How can you entertain the appeals of a party that promotes government control, and dependence, as a virtue… but still posture as an “independent” voter?

In a nutshell, you have one party that has often broken its promises, and diminished your freedom… versus one party that takes your freedom away when it keeps its promises. The freedom-devouring type of promise is always easier for politicians to keep. People keep forgetting that.

Transform the Republicans with your uncompromising demands for independence, and you’ll eventually transform the Democrats, too. It will be difficult, but not impossible. Liberty lives in the space between “difficult” and “impossible.”

It’s a shame things have come to this. You should have two - or more! - choices who make serious appeal to people with independent minds, as we select the leadership of a government that respects our liberty, no matter how the election turns out. But that is not the choice before you now, and pretending otherwise is foolish and destructive.

Independent voters are a fraud, unless they are also independent citizens. Such a citizen accepts the possibility of failure, because risk is impossible without it, and only children live without risk. He embraces uncertainty, provided he has the freedom to meet it, for opportunity does not exist in the presence of absolute certainty. He looks for wealth in the free market, because wealth requires choice, and true choice is a product of competition.

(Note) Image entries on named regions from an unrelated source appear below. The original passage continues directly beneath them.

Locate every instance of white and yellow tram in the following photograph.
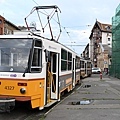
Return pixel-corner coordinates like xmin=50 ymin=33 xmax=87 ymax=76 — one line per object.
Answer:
xmin=0 ymin=34 xmax=83 ymax=110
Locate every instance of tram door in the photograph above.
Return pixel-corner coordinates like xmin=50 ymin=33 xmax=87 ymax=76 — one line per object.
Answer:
xmin=72 ymin=58 xmax=76 ymax=88
xmin=47 ymin=52 xmax=59 ymax=103
xmin=51 ymin=53 xmax=59 ymax=99
xmin=85 ymin=62 xmax=87 ymax=76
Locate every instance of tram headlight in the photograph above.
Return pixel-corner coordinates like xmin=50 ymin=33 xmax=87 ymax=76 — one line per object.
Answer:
xmin=20 ymin=88 xmax=26 ymax=94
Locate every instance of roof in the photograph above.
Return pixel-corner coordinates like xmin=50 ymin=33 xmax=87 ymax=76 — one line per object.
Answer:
xmin=89 ymin=20 xmax=112 ymax=39
xmin=96 ymin=21 xmax=112 ymax=32
xmin=0 ymin=15 xmax=20 ymax=30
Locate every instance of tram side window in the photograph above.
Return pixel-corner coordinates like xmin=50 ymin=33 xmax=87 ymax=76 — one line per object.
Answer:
xmin=80 ymin=61 xmax=84 ymax=68
xmin=75 ymin=57 xmax=80 ymax=69
xmin=61 ymin=49 xmax=72 ymax=71
xmin=61 ymin=49 xmax=67 ymax=71
xmin=68 ymin=52 xmax=72 ymax=70
xmin=87 ymin=62 xmax=91 ymax=68
xmin=31 ymin=40 xmax=42 ymax=72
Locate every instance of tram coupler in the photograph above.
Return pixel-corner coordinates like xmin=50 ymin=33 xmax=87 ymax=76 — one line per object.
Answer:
xmin=0 ymin=98 xmax=15 ymax=112
xmin=100 ymin=72 xmax=102 ymax=80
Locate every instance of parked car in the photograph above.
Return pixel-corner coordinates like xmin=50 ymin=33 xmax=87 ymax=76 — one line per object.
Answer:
xmin=92 ymin=67 xmax=101 ymax=73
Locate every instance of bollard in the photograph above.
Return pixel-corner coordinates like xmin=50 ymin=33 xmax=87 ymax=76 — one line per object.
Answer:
xmin=100 ymin=72 xmax=102 ymax=80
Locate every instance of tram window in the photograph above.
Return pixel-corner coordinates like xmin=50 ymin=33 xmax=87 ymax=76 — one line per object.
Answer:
xmin=35 ymin=40 xmax=42 ymax=47
xmin=68 ymin=52 xmax=72 ymax=61
xmin=80 ymin=61 xmax=84 ymax=68
xmin=61 ymin=49 xmax=67 ymax=60
xmin=75 ymin=57 xmax=80 ymax=69
xmin=68 ymin=62 xmax=72 ymax=70
xmin=61 ymin=60 xmax=67 ymax=71
xmin=31 ymin=48 xmax=42 ymax=71
xmin=68 ymin=52 xmax=72 ymax=70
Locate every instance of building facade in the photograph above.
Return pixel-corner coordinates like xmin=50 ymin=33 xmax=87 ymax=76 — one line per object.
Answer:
xmin=89 ymin=20 xmax=112 ymax=71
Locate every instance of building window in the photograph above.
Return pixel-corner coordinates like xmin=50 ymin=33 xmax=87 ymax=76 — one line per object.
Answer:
xmin=61 ymin=49 xmax=72 ymax=71
xmin=108 ymin=38 xmax=110 ymax=41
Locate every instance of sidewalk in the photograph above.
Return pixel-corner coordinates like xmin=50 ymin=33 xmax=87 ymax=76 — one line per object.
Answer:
xmin=45 ymin=75 xmax=120 ymax=120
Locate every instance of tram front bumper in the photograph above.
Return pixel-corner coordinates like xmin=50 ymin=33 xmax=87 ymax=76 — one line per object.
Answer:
xmin=0 ymin=98 xmax=15 ymax=112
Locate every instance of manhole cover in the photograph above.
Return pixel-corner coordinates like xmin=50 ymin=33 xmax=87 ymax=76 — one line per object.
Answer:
xmin=83 ymin=85 xmax=91 ymax=88
xmin=68 ymin=100 xmax=92 ymax=105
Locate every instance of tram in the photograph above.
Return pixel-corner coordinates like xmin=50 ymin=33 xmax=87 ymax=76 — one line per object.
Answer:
xmin=0 ymin=6 xmax=92 ymax=111
xmin=0 ymin=34 xmax=80 ymax=110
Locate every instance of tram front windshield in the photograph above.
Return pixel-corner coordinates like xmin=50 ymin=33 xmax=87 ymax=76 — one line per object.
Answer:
xmin=0 ymin=39 xmax=32 ymax=72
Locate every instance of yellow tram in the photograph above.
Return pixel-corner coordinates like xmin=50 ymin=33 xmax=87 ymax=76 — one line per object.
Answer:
xmin=0 ymin=34 xmax=80 ymax=109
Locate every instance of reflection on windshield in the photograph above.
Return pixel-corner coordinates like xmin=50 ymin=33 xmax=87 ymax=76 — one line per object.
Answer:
xmin=0 ymin=39 xmax=32 ymax=71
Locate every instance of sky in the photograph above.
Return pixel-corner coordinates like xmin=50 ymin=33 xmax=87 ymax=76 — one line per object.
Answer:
xmin=0 ymin=0 xmax=120 ymax=55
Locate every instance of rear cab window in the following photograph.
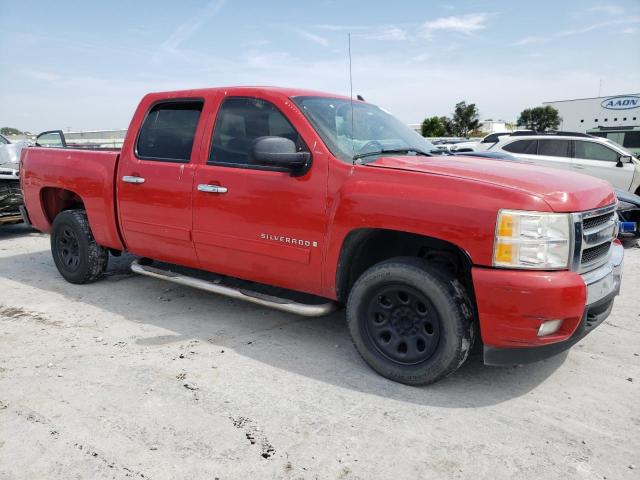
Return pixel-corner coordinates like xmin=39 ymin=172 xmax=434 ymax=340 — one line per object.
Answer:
xmin=538 ymin=139 xmax=571 ymax=157
xmin=502 ymin=140 xmax=538 ymax=155
xmin=574 ymin=140 xmax=620 ymax=162
xmin=136 ymin=100 xmax=204 ymax=163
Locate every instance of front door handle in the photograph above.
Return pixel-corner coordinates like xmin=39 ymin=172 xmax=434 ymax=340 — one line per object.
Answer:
xmin=198 ymin=183 xmax=227 ymax=193
xmin=122 ymin=175 xmax=144 ymax=183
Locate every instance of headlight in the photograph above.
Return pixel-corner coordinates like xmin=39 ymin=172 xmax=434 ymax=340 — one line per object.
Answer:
xmin=618 ymin=200 xmax=640 ymax=212
xmin=493 ymin=210 xmax=571 ymax=270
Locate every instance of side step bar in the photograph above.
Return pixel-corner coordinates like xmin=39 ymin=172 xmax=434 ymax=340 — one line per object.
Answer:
xmin=131 ymin=260 xmax=338 ymax=317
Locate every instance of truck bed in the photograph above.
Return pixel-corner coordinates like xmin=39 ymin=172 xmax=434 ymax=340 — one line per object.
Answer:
xmin=20 ymin=147 xmax=124 ymax=250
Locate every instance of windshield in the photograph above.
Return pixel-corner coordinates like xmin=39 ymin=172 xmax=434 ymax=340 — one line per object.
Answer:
xmin=293 ymin=97 xmax=436 ymax=163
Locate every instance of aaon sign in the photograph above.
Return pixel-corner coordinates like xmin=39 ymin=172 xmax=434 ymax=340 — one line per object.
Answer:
xmin=600 ymin=95 xmax=640 ymax=110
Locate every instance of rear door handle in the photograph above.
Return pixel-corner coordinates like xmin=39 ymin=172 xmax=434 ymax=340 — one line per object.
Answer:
xmin=198 ymin=183 xmax=227 ymax=193
xmin=122 ymin=175 xmax=144 ymax=183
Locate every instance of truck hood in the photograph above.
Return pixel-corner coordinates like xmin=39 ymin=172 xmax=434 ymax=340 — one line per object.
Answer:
xmin=366 ymin=156 xmax=616 ymax=212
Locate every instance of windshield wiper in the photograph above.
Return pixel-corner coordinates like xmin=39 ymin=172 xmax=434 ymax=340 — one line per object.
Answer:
xmin=353 ymin=148 xmax=433 ymax=160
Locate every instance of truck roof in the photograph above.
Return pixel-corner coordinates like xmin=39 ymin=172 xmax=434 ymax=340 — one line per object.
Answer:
xmin=148 ymin=86 xmax=350 ymax=101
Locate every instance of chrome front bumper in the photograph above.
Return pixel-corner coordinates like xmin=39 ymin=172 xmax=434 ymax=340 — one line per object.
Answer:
xmin=581 ymin=243 xmax=624 ymax=306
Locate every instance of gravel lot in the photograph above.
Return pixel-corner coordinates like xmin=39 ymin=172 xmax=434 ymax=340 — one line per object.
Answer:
xmin=0 ymin=225 xmax=640 ymax=480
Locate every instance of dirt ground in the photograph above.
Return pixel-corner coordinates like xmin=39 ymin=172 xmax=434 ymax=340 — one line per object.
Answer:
xmin=0 ymin=225 xmax=640 ymax=480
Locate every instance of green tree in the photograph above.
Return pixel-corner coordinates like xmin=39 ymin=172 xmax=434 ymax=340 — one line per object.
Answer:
xmin=0 ymin=127 xmax=22 ymax=135
xmin=452 ymin=102 xmax=480 ymax=137
xmin=518 ymin=105 xmax=562 ymax=132
xmin=420 ymin=117 xmax=446 ymax=137
xmin=440 ymin=117 xmax=453 ymax=137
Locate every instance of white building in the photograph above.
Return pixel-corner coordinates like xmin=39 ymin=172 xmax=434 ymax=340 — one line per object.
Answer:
xmin=543 ymin=93 xmax=640 ymax=132
xmin=480 ymin=120 xmax=513 ymax=133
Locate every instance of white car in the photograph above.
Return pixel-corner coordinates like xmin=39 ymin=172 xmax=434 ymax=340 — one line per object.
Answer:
xmin=488 ymin=132 xmax=640 ymax=194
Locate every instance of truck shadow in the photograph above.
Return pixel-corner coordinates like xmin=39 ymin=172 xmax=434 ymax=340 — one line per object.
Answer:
xmin=0 ymin=251 xmax=566 ymax=408
xmin=0 ymin=223 xmax=43 ymax=240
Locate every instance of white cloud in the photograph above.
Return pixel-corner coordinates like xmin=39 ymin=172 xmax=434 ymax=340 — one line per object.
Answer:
xmin=422 ymin=13 xmax=489 ymax=37
xmin=20 ymin=68 xmax=61 ymax=82
xmin=587 ymin=3 xmax=624 ymax=16
xmin=511 ymin=16 xmax=640 ymax=47
xmin=154 ymin=0 xmax=226 ymax=62
xmin=361 ymin=25 xmax=407 ymax=41
xmin=512 ymin=37 xmax=545 ymax=47
xmin=295 ymin=29 xmax=329 ymax=47
xmin=314 ymin=23 xmax=365 ymax=32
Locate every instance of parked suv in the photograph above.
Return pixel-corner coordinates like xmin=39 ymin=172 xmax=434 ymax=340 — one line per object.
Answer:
xmin=489 ymin=132 xmax=640 ymax=194
xmin=587 ymin=126 xmax=640 ymax=157
xmin=0 ymin=135 xmax=23 ymax=225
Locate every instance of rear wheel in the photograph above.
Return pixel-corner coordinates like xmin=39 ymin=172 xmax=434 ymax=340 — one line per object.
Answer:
xmin=51 ymin=210 xmax=109 ymax=284
xmin=0 ymin=180 xmax=22 ymax=215
xmin=347 ymin=257 xmax=474 ymax=385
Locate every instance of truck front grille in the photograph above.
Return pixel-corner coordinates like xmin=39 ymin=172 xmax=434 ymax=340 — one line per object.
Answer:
xmin=581 ymin=243 xmax=611 ymax=265
xmin=573 ymin=205 xmax=618 ymax=273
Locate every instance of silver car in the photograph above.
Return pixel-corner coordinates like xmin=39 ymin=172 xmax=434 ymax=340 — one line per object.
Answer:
xmin=488 ymin=132 xmax=640 ymax=194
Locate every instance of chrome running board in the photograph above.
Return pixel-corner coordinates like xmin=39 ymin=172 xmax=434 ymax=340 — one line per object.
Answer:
xmin=131 ymin=260 xmax=338 ymax=317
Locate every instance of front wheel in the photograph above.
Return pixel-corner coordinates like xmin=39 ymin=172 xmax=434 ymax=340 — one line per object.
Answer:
xmin=347 ymin=257 xmax=474 ymax=385
xmin=51 ymin=210 xmax=109 ymax=284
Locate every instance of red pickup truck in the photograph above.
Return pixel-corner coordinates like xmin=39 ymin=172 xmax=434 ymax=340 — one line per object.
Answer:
xmin=20 ymin=87 xmax=623 ymax=385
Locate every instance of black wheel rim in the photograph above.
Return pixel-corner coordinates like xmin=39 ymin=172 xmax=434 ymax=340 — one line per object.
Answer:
xmin=363 ymin=285 xmax=440 ymax=365
xmin=56 ymin=226 xmax=80 ymax=272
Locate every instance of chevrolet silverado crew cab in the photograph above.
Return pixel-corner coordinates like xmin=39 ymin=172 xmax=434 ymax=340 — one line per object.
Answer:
xmin=20 ymin=87 xmax=623 ymax=385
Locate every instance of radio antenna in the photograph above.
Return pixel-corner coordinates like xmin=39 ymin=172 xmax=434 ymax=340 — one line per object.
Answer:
xmin=347 ymin=32 xmax=356 ymax=159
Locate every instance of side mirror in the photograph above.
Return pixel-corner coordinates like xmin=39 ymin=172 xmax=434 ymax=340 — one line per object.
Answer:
xmin=616 ymin=155 xmax=631 ymax=168
xmin=249 ymin=137 xmax=311 ymax=175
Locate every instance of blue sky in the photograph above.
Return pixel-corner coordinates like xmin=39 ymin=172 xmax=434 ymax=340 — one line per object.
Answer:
xmin=0 ymin=0 xmax=640 ymax=132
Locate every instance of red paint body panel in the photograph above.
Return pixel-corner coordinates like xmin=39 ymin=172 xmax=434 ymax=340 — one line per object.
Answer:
xmin=22 ymin=87 xmax=615 ymax=347
xmin=20 ymin=148 xmax=124 ymax=250
xmin=472 ymin=267 xmax=587 ymax=348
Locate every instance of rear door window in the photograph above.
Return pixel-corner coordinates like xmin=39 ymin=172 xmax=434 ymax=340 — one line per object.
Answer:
xmin=503 ymin=140 xmax=538 ymax=155
xmin=538 ymin=139 xmax=570 ymax=157
xmin=136 ymin=100 xmax=203 ymax=163
xmin=575 ymin=140 xmax=618 ymax=162
xmin=622 ymin=130 xmax=640 ymax=148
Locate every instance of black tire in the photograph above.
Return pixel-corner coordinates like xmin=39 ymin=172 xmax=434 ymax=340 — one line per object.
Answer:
xmin=347 ymin=257 xmax=475 ymax=385
xmin=51 ymin=210 xmax=109 ymax=284
xmin=0 ymin=180 xmax=22 ymax=215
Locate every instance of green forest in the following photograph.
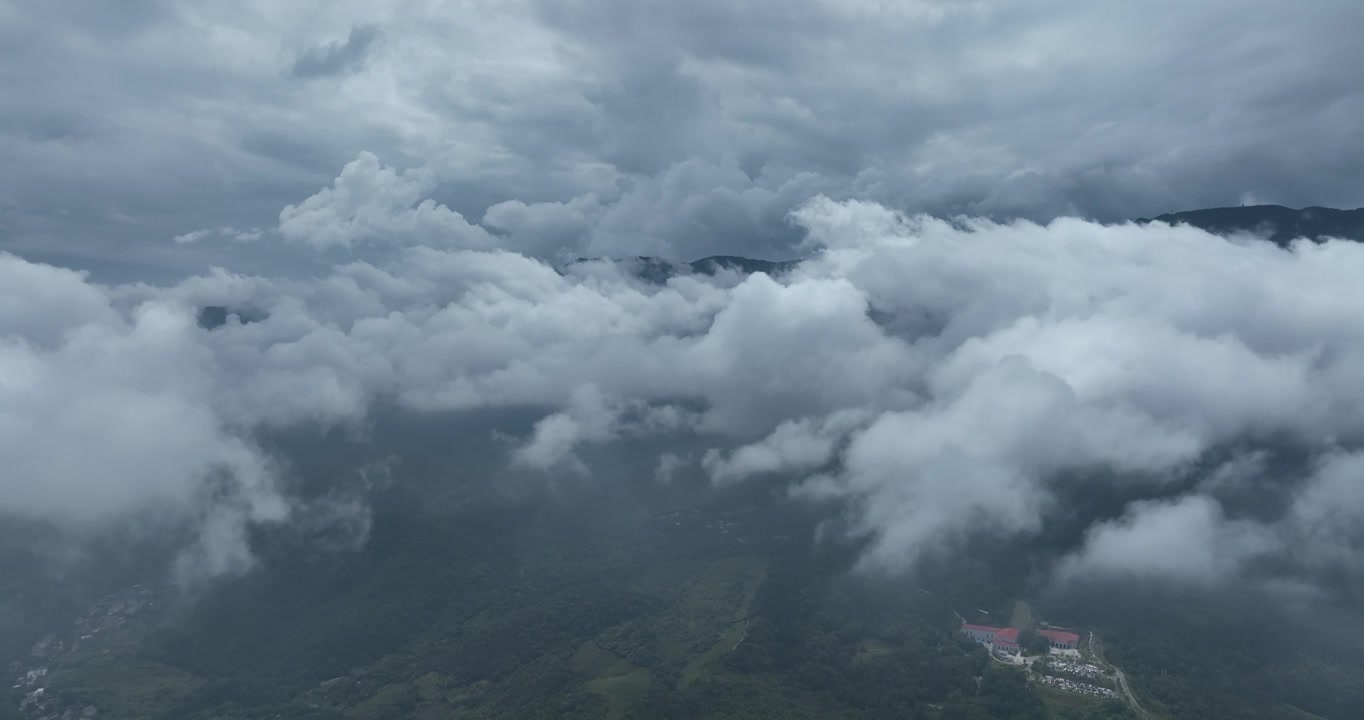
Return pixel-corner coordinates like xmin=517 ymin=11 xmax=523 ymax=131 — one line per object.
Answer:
xmin=0 ymin=420 xmax=1364 ymax=720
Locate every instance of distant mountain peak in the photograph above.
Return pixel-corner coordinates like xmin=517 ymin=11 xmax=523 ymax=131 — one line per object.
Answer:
xmin=567 ymin=255 xmax=801 ymax=285
xmin=1136 ymin=205 xmax=1364 ymax=245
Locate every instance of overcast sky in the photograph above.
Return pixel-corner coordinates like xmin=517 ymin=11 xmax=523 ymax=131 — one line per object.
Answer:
xmin=0 ymin=0 xmax=1364 ymax=280
xmin=8 ymin=0 xmax=1364 ymax=595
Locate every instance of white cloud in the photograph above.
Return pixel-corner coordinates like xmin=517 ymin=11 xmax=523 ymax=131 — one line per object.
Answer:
xmin=280 ymin=153 xmax=495 ymax=250
xmin=8 ymin=196 xmax=1364 ymax=591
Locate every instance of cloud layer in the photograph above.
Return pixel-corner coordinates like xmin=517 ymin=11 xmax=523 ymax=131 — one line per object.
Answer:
xmin=8 ymin=193 xmax=1364 ymax=594
xmin=0 ymin=0 xmax=1364 ymax=277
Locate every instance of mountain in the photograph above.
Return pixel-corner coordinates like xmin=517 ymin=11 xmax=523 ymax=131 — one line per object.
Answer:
xmin=199 ymin=305 xmax=266 ymax=330
xmin=575 ymin=205 xmax=1364 ymax=286
xmin=1136 ymin=205 xmax=1364 ymax=245
xmin=569 ymin=255 xmax=801 ymax=285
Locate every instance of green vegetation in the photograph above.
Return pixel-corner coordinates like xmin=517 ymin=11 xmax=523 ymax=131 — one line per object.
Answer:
xmin=8 ymin=425 xmax=1364 ymax=720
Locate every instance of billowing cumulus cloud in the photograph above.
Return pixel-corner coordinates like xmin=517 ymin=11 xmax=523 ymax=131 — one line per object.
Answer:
xmin=0 ymin=0 xmax=1364 ymax=278
xmin=8 ymin=196 xmax=1364 ymax=597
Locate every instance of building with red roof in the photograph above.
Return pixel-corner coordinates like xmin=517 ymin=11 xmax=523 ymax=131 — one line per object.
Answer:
xmin=962 ymin=623 xmax=1080 ymax=655
xmin=1037 ymin=630 xmax=1080 ymax=650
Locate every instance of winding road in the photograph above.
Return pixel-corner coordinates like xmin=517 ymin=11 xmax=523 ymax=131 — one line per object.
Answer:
xmin=1090 ymin=630 xmax=1154 ymax=720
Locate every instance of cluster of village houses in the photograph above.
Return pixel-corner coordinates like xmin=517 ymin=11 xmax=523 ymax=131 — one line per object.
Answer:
xmin=962 ymin=623 xmax=1080 ymax=655
xmin=1041 ymin=675 xmax=1117 ymax=698
xmin=962 ymin=623 xmax=1116 ymax=698
xmin=10 ymin=585 xmax=153 ymax=720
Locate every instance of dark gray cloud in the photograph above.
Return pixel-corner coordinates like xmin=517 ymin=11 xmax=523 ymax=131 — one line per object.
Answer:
xmin=289 ymin=25 xmax=379 ymax=78
xmin=0 ymin=0 xmax=1364 ymax=275
xmin=8 ymin=201 xmax=1364 ymax=593
xmin=8 ymin=0 xmax=1364 ymax=597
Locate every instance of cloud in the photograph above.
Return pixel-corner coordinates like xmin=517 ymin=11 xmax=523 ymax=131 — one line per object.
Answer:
xmin=0 ymin=0 xmax=1364 ymax=277
xmin=289 ymin=25 xmax=379 ymax=78
xmin=8 ymin=195 xmax=1364 ymax=597
xmin=280 ymin=153 xmax=494 ymax=250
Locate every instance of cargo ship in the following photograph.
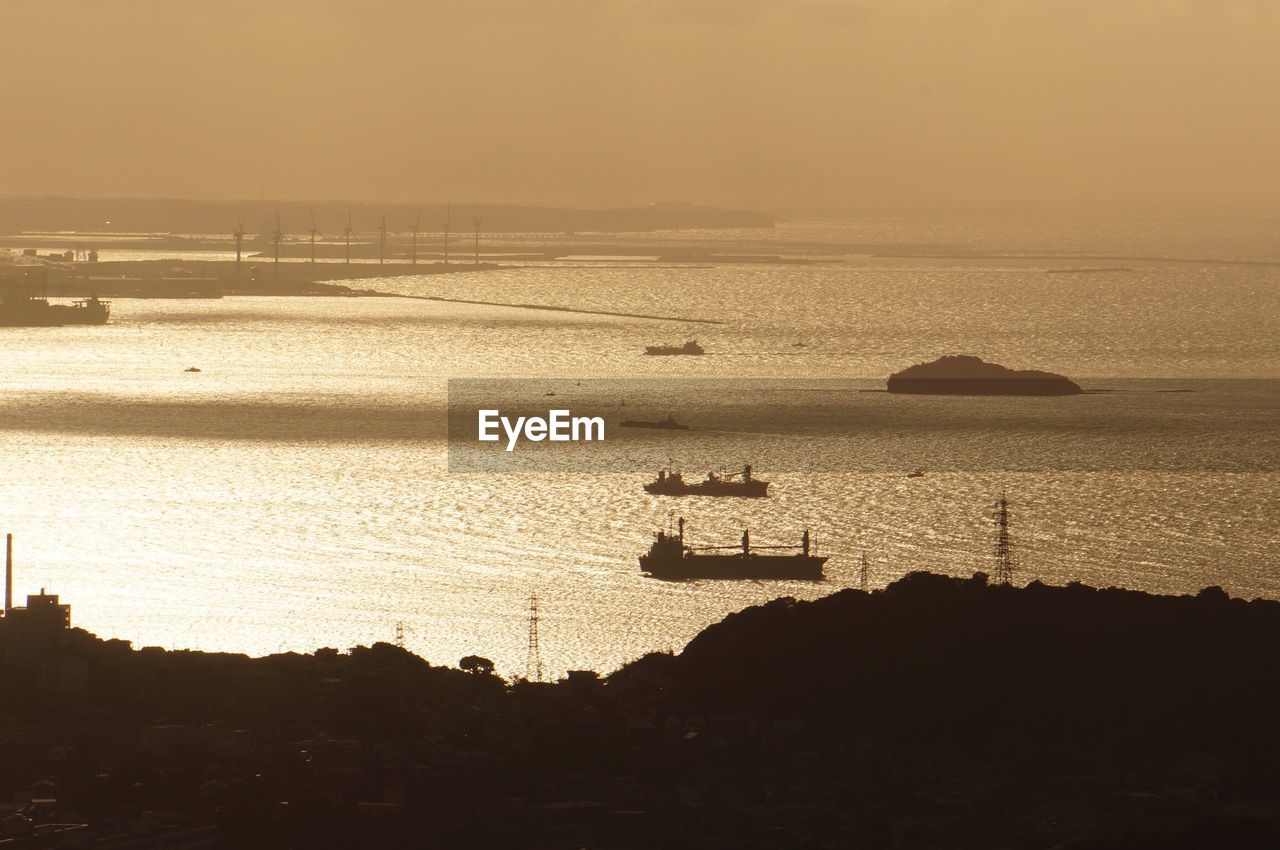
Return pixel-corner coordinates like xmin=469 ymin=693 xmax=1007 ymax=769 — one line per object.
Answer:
xmin=618 ymin=413 xmax=689 ymax=431
xmin=644 ymin=465 xmax=769 ymax=498
xmin=0 ymin=289 xmax=111 ymax=328
xmin=640 ymin=517 xmax=827 ymax=581
xmin=644 ymin=339 xmax=707 ymax=356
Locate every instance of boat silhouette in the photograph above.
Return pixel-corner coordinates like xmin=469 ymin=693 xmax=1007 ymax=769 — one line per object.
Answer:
xmin=644 ymin=465 xmax=769 ymax=498
xmin=640 ymin=517 xmax=827 ymax=581
xmin=618 ymin=413 xmax=689 ymax=431
xmin=644 ymin=339 xmax=707 ymax=356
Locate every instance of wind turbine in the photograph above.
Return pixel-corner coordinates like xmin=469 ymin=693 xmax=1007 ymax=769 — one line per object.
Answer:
xmin=408 ymin=207 xmax=422 ymax=265
xmin=271 ymin=210 xmax=284 ymax=274
xmin=232 ymin=216 xmax=244 ymax=271
xmin=444 ymin=204 xmax=453 ymax=266
xmin=471 ymin=213 xmax=484 ymax=265
xmin=342 ymin=204 xmax=356 ymax=265
xmin=308 ymin=207 xmax=324 ymax=262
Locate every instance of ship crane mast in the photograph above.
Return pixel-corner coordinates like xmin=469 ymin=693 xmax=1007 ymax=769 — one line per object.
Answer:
xmin=992 ymin=493 xmax=1018 ymax=584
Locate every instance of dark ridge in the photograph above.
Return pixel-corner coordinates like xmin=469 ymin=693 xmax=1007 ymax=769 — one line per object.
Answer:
xmin=887 ymin=355 xmax=1084 ymax=396
xmin=0 ymin=573 xmax=1280 ymax=850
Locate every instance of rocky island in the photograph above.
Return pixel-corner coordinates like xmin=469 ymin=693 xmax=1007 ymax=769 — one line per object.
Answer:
xmin=888 ymin=355 xmax=1084 ymax=396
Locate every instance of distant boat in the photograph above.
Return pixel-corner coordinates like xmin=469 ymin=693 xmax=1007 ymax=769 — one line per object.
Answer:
xmin=0 ymin=289 xmax=111 ymax=328
xmin=644 ymin=465 xmax=769 ymax=498
xmin=640 ymin=517 xmax=827 ymax=581
xmin=618 ymin=413 xmax=689 ymax=431
xmin=644 ymin=339 xmax=707 ymax=356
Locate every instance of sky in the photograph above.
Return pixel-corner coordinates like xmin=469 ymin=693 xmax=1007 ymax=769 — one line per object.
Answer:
xmin=0 ymin=0 xmax=1280 ymax=213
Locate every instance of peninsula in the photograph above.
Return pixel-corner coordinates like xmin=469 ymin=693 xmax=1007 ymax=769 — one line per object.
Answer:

A free-thinking citizen accepts the State as a necessary expense, but recoils when the process of funding the state through taxation is used as an instrument to shape the population. Any politician who describes the tax code as a machine to engineer “fairness” should instantly disqualify himself from consideration by independent voters. What “independent” person is willing to accept someone else’s notion of “fairness,” imposed by force?

The independent citizen rejects the concept of “entitlement,” for entitlements are claims against the liberty of others. He does not wish to live in a maze of subsidies and penalties, because these things replace the judgment of free citizens with the agenda of government. He does not live off crumbs of freedom hidden within thousands of pages of laws, which few citizens understand.

He doesn’t tolerate an activist government which targets other citizens as enemies, not just because he knows that one day, he might become the target… but because he is not interested in becoming a conscript to ideological warfare.

An independent citizen tolerates government, but demands freedom. No one should be allowed to pretend we are poised halfway between liberty and dependence, with both courses equally open before us. It is time to either declare your independence, or stop talking about it.